= Collectives of Young Communists – Communist Youth =

Collectives of Young Communists – Communist Youth (Col·lectius de Joves Comunistes - Joventut Comunista), more known simply as "CJC" or "Joventut Comunista", is the youth wing of the Party of the Communists of Catalonia (Partit dels i les Comunistes de Catalunya), the main communist party in Catalonia (Spain). It is the largest Catalan communist youth organization created as a result of the PCC foundation after the struggle within former PSUC in 1982. It continues the historical line of the Communist Youth of Catalonia (Joventut Comunista de Catalunya, JCC).

CJC-Joventut Comunista has its own publication, Revolució, and holds a festival every year called Festa Revolució.

It is divided in different sectors or federations, such as University, Young Woman, Youth and Work, and the territorial collectives.

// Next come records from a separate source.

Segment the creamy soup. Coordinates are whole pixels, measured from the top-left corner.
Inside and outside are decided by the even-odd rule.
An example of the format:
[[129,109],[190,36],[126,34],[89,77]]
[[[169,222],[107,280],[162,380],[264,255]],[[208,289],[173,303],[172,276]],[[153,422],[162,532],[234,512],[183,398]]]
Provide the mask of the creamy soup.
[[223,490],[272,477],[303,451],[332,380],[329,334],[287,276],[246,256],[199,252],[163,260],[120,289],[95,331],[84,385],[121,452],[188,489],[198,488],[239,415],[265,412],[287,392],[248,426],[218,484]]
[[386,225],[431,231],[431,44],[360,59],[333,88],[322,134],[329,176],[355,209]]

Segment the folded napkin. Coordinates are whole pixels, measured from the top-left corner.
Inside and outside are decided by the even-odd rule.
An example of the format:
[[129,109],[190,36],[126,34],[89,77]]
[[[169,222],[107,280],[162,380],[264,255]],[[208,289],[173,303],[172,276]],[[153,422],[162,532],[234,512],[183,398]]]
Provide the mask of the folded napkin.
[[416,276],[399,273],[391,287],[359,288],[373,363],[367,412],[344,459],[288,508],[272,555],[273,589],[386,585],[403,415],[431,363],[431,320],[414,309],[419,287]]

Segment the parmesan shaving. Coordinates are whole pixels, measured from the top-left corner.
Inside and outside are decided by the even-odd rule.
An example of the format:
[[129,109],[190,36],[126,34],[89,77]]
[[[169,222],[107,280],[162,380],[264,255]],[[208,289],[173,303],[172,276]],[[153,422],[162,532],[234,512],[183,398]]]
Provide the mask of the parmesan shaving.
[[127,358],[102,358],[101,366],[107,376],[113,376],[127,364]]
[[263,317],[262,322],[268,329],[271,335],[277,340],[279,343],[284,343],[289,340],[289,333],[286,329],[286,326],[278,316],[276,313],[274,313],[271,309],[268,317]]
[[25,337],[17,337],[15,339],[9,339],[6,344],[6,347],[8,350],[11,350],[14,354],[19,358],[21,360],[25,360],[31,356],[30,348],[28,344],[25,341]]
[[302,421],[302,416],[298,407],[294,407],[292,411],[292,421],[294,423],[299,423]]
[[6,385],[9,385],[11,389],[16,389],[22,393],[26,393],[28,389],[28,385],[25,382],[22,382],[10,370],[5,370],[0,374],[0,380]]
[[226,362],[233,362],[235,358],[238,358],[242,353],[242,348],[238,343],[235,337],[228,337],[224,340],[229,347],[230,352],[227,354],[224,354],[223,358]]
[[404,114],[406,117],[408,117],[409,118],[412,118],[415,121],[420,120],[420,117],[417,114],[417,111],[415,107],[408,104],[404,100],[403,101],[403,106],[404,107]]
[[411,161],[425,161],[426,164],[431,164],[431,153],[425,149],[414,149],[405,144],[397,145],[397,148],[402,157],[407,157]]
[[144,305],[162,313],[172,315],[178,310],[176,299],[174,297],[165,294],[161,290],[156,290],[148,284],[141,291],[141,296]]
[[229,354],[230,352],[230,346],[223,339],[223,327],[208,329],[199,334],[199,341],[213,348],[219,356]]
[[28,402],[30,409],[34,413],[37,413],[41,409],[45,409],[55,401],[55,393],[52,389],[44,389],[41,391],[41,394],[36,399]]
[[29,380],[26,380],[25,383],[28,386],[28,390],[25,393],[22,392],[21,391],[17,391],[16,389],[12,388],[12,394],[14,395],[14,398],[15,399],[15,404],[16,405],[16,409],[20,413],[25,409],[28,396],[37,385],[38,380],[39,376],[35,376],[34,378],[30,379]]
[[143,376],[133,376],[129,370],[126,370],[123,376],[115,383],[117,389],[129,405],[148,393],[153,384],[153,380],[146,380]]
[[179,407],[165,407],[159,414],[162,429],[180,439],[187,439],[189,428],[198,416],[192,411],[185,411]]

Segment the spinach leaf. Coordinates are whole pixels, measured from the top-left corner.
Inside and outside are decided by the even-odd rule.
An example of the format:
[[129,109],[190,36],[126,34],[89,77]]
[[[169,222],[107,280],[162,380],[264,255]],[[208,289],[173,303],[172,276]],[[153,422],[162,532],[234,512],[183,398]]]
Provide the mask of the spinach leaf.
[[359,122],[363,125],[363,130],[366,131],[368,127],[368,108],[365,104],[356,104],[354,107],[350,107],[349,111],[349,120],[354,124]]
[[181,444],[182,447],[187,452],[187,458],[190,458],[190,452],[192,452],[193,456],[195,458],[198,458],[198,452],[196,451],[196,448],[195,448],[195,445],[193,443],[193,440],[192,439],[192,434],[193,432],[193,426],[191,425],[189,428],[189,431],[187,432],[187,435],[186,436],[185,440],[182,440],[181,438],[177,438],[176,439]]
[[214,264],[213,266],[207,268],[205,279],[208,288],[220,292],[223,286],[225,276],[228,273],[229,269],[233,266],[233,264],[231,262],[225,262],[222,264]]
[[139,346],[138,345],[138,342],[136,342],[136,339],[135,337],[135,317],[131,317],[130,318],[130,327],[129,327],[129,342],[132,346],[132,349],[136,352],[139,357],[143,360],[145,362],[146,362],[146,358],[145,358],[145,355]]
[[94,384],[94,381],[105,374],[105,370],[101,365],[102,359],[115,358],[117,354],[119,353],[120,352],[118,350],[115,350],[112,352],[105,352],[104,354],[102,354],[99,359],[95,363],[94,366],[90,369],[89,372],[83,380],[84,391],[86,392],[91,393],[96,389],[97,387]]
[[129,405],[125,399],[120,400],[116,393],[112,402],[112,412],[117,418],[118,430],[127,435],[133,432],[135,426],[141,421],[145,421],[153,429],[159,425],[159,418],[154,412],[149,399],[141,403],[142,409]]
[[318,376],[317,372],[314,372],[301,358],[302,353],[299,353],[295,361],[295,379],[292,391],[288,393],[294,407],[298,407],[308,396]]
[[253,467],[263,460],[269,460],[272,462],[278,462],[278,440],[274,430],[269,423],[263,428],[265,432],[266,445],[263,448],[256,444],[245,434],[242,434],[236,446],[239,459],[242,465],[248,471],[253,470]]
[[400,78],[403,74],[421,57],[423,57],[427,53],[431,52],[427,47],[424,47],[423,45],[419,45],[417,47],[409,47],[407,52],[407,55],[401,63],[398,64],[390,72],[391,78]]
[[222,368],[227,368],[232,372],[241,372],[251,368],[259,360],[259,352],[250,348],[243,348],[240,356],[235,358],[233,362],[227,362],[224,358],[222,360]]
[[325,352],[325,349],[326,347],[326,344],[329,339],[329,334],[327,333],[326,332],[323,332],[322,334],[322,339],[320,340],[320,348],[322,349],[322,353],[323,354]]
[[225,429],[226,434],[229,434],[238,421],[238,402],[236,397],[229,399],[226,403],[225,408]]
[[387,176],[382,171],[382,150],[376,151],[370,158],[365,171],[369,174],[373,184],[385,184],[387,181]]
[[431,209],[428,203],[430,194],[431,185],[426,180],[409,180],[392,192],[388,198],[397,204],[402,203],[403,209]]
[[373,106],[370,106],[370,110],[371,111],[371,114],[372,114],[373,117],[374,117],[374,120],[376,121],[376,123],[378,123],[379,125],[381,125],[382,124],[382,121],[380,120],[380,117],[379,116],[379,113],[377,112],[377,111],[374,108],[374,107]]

CJC-Joventut Comunista also has a federation for international brigadists, called Brigadists Movement (Moviment de Brigadistes), which organises travels of solidarity and cooperation in Cuba (brigade Dolores Ibárruri), Venezuela (brigade Simón Bolívar), and in the Sahara (brigade Sahara Hora). It maintains international contact with main communist or left-wing youth organizations of the world, and is member of the World Federation of Democratic Youth.